At New Market, we toured the Endless Caverns. We missed the crowning of the Apple Queen by Admiral Nimitz, by minutes. The Queen was the daughter of Secretary Anderson of the Department of Agriculture. Five thousand, four hundred people witnessed the crowning.

I think it would be wonderful if Whitesburg High School could make such a trip to Washington an annual event. Each class could begin at the beginning of their junior year to make provisions for the trip. Rotarians, Lions, and others are always willing to help those who help themselves.

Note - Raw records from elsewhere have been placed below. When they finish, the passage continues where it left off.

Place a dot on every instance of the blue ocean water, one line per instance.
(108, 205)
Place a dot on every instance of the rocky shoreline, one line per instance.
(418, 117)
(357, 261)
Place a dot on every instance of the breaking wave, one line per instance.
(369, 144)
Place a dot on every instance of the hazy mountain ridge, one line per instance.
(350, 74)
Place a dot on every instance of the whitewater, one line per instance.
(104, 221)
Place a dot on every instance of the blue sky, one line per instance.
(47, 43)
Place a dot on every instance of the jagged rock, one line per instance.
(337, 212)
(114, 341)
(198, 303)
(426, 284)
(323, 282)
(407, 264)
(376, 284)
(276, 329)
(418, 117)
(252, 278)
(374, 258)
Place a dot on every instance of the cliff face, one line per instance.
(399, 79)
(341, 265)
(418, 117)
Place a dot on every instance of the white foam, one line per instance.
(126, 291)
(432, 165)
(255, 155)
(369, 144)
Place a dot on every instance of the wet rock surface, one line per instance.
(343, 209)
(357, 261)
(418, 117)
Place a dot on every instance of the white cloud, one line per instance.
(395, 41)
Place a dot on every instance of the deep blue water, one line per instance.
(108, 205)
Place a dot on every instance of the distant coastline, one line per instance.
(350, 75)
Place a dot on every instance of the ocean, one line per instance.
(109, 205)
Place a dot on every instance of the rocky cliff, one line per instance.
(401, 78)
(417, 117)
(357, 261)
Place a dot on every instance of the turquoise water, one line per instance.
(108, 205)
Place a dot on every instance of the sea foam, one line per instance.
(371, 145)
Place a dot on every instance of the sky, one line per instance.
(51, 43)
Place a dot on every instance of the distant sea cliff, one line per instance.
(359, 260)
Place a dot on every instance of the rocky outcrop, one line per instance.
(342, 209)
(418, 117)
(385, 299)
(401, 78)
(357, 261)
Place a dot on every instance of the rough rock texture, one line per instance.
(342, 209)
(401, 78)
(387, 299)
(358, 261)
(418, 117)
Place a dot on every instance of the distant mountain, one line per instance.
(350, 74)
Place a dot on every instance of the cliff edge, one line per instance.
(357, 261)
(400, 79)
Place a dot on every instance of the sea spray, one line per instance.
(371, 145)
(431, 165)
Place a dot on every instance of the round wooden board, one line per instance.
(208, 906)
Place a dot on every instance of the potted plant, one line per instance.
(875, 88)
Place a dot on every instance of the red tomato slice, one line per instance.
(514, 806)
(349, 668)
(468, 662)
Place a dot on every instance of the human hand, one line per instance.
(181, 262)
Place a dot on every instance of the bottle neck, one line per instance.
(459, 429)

Making the trip were Delma Brown, Velda Kincer, Imogene Collins, Erma Dean Collins, Ethel Standifer, Joy Faye Webb, Gwendolyn Adams, Dimple Caudill, Nina Lee Jarrett, Jeanette Wampler, Jean Polly, Ann Hayes, Ruby June Adams, Esther Hall, Kathryn Back, Loretta Hall, Mae Acuff, Gaynell Blair, Renavae Franklin, Rachel Combs, Betty Jo Little, Betty Jo Whitson, Valma Collins, J.B. Hall, Rex Edmiston, Charles Hall, Owen Adams, Ralph Whitson, Ed Blair, Billie Paul Frazier, David Blair, Karu Ison, Harold Mason, Lavine Fields, Keith Kincer, Fernoy Mosgrove, and Earl Reed. They were chaperoned by Miss Elline Salyer, Mr. Leonard Stallard, and Mr. Isaac Hogg.

(This article was a reprint from an earlier issue of the Mt. Eagle and appeared in the Sept. 25, 1996 edition)

High school annual off

the press

This week the Whitesburg High School received their new annual from the printers and it is really a beautiful record of the activities of the school and of the faculty and students throughout the year. The price of the annual is $2.00 and anyone desiring a copy may do so by seeing W. L. Stallard Sr. or any of the high school students. Mail orders will be accepted.

Note: This article appeared in The Mountain Eagle on May 16, 1946.